Several U.S. intelligence officials said they have no credible information suggesting there is an imminent attack plan to be carried out by women but that analysts are wary of the possibility, especially in light of recent developments.

"We're aware it is an option and one that was used recently against the Israelis and could easily be adapted by Al Qaeda," one official said, speaking on condition of anonymity. "But we have nothing to suggest it is about to happen right away."

FBI spokesman Mike Kortan said the bureau was constantly looking for trends to help prevent terrorist attacks.

There are several factors in the last month that have led the FBI to prepare for the possibility that Al Qaeda might turn to women.

U.S. officials learned of an interview in mid-March in an Arabic newspaper in which a woman claimed Al Qaeda was setting up training camps to train women to become "martyrs." The woman identified herself only as Umm Usama, which translates "mother of Usama."

"We are building a women's structure that will carry out operations that will make the U.S. forget its own name," the woman claimed in the interview with the Asharq al Awsat newspaper based in London. The woman said her job was "to oversee the training of the female mujahedeen affiliated with Al Qaeda and the Taliban."

She cited the success of Palestinian female suicide bombers used against Israel in recent months as an impetus for Al Qaeda's planning. "The organization thought about this before, but interest increased after the female martyr attacks in Palestine and Chechnya," the woman was quoted as saying.

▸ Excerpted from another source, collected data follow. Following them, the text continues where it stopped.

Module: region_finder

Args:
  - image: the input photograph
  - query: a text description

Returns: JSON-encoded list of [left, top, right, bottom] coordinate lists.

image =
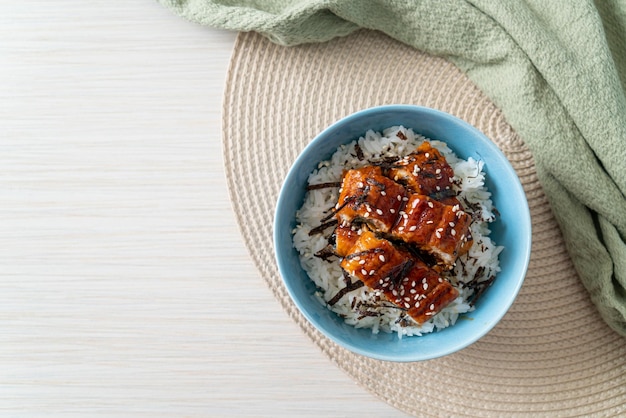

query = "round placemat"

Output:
[[222, 29, 626, 417]]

U.S. officials said that while they had some suspicions about the interview because it was carried out across the Internet using chat rooms and e-mail, it illustrated that women are considered a viable option for future Al Qaeda attacks.

The FBI recently put out a global alert for 31-year-old Aafia Siddiqui, as well as her estranged husband, Dr. Mohammed Khan, 33. It was the first time an FBI bulletin sought a woman since the war on terrorism began, officials said.

The FBI said Siddiqui, who has a doctorate in neurological science from the Massachusetts Institute of Technology, may be in Pakistan, but lived in Boston while attending MIT and recently traveled to the Maryland suburbs of Washington.

FBI officials said they were not alleging she "is connected to specific terrorist activities" but that they wanted to question her about possible contacts with people under suspicion of terrorist activities.

A third reason to suspect a tactical shift, FBI officials said, is that bin Laden's network has suffered several losses in its senior ranks over the last few months and is aware documents and interrogations have yielded substantial information about its planning and tactics.

In testimony last week, FBI Director Robert Mueller divulged that more than 212 suspected terrorists have been charged with crimes since Sept. 11, 2001 -- 108 who already have been convicted. Several were on U.S. soil and in a position to launch attacks, officials said.

FBI officials said Al Qaeda has prided itself on crafting attacks that catch authorities off guard and may be increasing pressure to turn to women.

The use of women in terrorist attacks is rare but not new.

A handful of young Palestinian women carried out four dramatic suicide bombings in Israel last year, completely foiling the military's security profiling and shaking both the Palestinian and Israeli populations.

In 1991, the Tamil Tigers group fighting for independence in Sri Lanka used a woman, who detonated explosives strapped to her body, to assassinate Indian prime minister Rajiv Gandi during a 1991 political rally.

Shibley Telhami, a University of Maryland professor and a fellow at the Brookings Institute, said if Al Qaeda begins recruiting women it "clearly expands their possibilities" but would be ironic given Al Qaeda's alliance with the Taliban. The Taliban would not allow women to be educated or to work outside their home during its hardline rule of Afghanistan.

Telhami said such a shift further would illustrate that many terrorist groups he has studied are affected more by secular pragmatism than religious beliefs.

"I think these groups use Islamist theology to justify whatever they think would work," Telhami said. "If they do in fact find women useful in their operations, I think they will find a rationalization."